Mona berjalan lunglai naik ke kamarnya, mengheningkan cipta. Benar apa kata Flo, ia telah sangat mengecewakan. Terlalu egois sampai menyalahkan Dennis atas kelalaiannya sendiri. Ia berbaring dengan mata tertutup, mengusir penat dan terlelap dalam tidur yang gelisah
***
Mona terbangun oleh suara ketukan pintu. Fajar belum juga bergerak dari peraduannya dan subuh baru menjelang. Mona menggeliat di kasurnya yang nyaman. Udara dingin membekukan segenap tulang dan persendiannya, “Masuk!” gumamnya dengan suara mengantuk. Ia meraba-raba meja di sebelahnya dan menyalakan saklar lampu. Seketika cahaya kekuningan memenuhi ruangan itu.
“Mon, udah bangun ya?”
Mona mengerjap-kerjapkan mata untuk melihat lebih jelas. Tampak olehnya Florence yang menempatkan diri di sebelahnya, “Oh lo, Flo,” sahutnya berusaha bangkit dan duduk, “Lo—nggak marah lagi kan—sama gue?” tanyanya takut-takut, “Sori banget ya, Flo.”
Di luar dugaan, Florence tiba-tiba memeluknya dan Mona hanya bisa terpaku—kaget.
“Nggak,” ucap Florence lirih, “Tadinya gue pikir lo emang keterlaluan. Lo yang bikin kita ketinggalan kereta. Tapi karena hal itu gue justru berterima kasih sama lo.”
Mona tercenung. Sesaat ia mengira dirinya telah salah dengar, “Berterima kasih?”
“Iya,” Florence melepaskan pelukannya dengan mata yang telah berkabut.
“Maksud lo?” Mona mengetuk-ketuk kepalanya sendiri dengan bingung. Ia merasa sebagian nyawanya masih tertinggal di alam mimpi.
“Gue bersyukur kemarin kita nggak jadi balik ke Jakarta.”
“Aduh, gue nggak ngerti deh,” erang Mona masih nggak nyambung juga kemana arah pembicaraan Florence, “Lo kesel banget ke gue karena gue pulang kesorean dan sekarang—”
“Mon,” Florence menatap sahabatnya lekat-lekat, gemetar, “Kereta itu—kereta yang seharusnya bawa kita pulang—mengalami kecelakaan.”
Mona membeku.
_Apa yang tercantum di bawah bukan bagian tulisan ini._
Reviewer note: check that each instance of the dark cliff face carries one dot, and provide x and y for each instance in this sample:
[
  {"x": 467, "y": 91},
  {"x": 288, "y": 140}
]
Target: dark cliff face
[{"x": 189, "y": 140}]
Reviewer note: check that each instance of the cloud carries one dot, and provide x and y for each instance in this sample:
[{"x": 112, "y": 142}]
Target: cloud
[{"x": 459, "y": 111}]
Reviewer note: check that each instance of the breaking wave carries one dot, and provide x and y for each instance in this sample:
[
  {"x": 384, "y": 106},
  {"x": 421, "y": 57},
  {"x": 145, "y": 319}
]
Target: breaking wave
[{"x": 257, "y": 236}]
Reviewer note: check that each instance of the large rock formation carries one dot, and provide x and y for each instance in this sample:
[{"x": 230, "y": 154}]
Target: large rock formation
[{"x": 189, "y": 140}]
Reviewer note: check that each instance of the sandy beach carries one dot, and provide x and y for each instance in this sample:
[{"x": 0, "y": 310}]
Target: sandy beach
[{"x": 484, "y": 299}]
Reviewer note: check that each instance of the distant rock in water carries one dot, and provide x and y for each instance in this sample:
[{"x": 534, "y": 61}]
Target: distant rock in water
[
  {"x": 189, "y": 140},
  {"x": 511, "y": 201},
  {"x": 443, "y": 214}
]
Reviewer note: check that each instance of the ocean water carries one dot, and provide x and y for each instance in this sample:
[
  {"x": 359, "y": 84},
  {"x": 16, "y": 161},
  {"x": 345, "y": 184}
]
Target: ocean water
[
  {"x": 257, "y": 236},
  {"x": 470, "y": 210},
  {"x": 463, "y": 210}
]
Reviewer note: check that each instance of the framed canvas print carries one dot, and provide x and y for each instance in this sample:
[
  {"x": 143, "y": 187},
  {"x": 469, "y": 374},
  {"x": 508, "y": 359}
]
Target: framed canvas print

Hatinya mencelos hingga ia tak bisa memahami apa yang diucapkan Florence.
“Hampir semua penumpang di kereta itu meninggal, Mon,” lanjut Florence dengan suara berat, “Gue nggak bisa ngebayangin kalo aja kemarin kita jadi pergi, mungkin juga kita ikut tewas dalam kecelakaan itu.”
Mona menggigil. Ia tidak tahu apakah harus senang ataukah sedih. Tapi sesuatu yang tajam mengusik kalbunya. Sesuatu yang tak bisa dijelaskan secara logika. Dennis mengajaknya ke pantai itu dan membuatnya lupa waktu. Mungkinkah ini cuma kebetulan semata? Kebetulan yang telah menyelamatkan nyawa Mona dan Florence. Entah kenapa Mona merasa ada black list dalam masa lalunya. Dan sosok Dennis yang amat misterius bagi Mona.